Conhecendo o Mundo do Café –Parte VII


Como é o processo de torra do café?


O processo de torrefação do café pode durar de sete a quinze minutos, além de variar também na temperatura (de 180 °C a 240 °C) em que os grãos são submetidos, dependendo do grau de torra desejado.

Porém, antes de iniciar a torra propriamente, faz-se a torrefação de uma pequena amostra, a fim de se conhecer o perfil do café e criar um padrão de torra para extrair as qualidades desejadas dos grãos.

Em seguida, o café cru é colocado em um grande funil na parte superior do torrador, em pequenas quantidades para se obter uma maior precisão. No caso de um café gourmet especial, costuma-se torrar de três a dez quilos de cada vez.

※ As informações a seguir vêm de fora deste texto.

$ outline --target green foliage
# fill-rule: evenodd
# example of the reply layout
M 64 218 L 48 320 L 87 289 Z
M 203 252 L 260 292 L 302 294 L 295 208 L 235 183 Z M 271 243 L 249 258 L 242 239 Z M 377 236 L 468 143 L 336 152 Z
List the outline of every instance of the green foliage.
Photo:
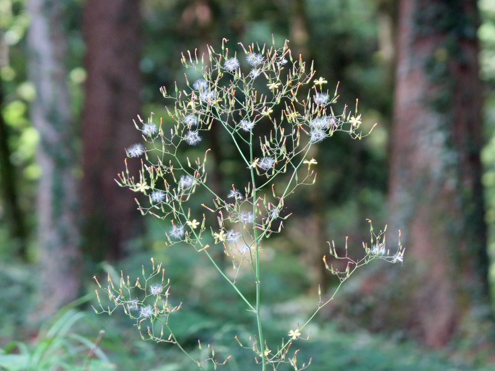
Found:
M 74 332 L 75 324 L 85 315 L 62 310 L 44 326 L 32 344 L 12 342 L 0 350 L 0 370 L 6 371 L 115 370 L 95 344 Z M 97 359 L 89 360 L 93 350 Z

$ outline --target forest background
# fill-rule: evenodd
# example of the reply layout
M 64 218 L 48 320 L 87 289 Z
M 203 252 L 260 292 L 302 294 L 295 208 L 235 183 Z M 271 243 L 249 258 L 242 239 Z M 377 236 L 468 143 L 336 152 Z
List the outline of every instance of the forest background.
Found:
M 185 343 L 214 343 L 235 356 L 224 367 L 246 369 L 234 340 L 250 321 L 241 303 L 194 251 L 166 247 L 168 227 L 142 217 L 114 179 L 139 139 L 137 115 L 166 116 L 159 88 L 183 78 L 181 52 L 272 35 L 314 60 L 331 91 L 340 82 L 341 101 L 359 99 L 363 128 L 379 125 L 314 154 L 318 182 L 266 248 L 269 331 L 308 313 L 319 284 L 332 289 L 326 241 L 348 236 L 359 248 L 370 218 L 401 230 L 403 264 L 353 278 L 300 357 L 318 355 L 321 370 L 493 367 L 493 1 L 0 0 L 0 369 L 36 359 L 33 370 L 80 370 L 102 329 L 89 369 L 189 367 L 91 309 L 94 275 L 138 274 L 151 256 L 187 303 Z M 204 140 L 212 186 L 226 193 L 243 165 L 221 131 Z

O torrador possui um painel que indica a temperatura interna do tambor, do ar e dos grãos.

Inicialmente, o tambor se esfria enquanto os grãos começam a absorver calor, em média a cada 10 °C por minuto, sendo cada minuto acompanhado até se obter o ponto de torra desejado.

Todo esse processo de torra leva três fases principais: pirólise, caramelização e finalização, como a seguir:


Pirólise

Nessa fase, os grãos perdem massa e umidade, ficando com 11% a 12% de umidade. Aqui é trabalhado o corpo da bebida, transformando os grãos verdes em amarelo.

Durante o processo, a sacarose é transformada em glicose e frutose, e os carboidratos e aminoácidos se degradam (Reação Maillard). Já é possível sentir no ar um aroma de massa assando


Caramelização

Essa é a fase em que os grãos devem estar entre 170 °C e 190 °C, para se obter a sua doçura, através da caramelização dos açúcares e óleos essenciais do café que começam a ir para o exterior do grão.

Por isso, a cor do grão fica marrom e acontece o primeiro “Crack”, o momento em que os grãos se expandem por conta da pressão interna, abrindo uma rachadura no meio.

Já o segundo “Crack” é audível como o som de pipoca estourando, indicando que o café já está quase pronto.


Finalização

A finalização ocorre após o segundo “Crack”, etapa em que se trabalha a acidez da bebida, sendo que quanto antes o café for tirado do torrador, mais ácido será o resultado.

Após a finalização, os grãos são despejados sobre uma chapa de metal cilíndrica com furinhos e pás giratórias, para ventilar e resfriar o café.

Depois disso o café fica “descansando” para ser moído em seguida ou não.

Todas essas fases de torra envolvem muita tecnologia, através de softwares e torradores que podem fazer todo o trabalho sozinhos. É possível também utilizar o parâmetro de curva de torra, que indica a temperatura, acidez e doçura dos grãos a cada minuto, apresentados em um gráfico, a fim de se criar padrões de torra e manter a qualidade da bebida.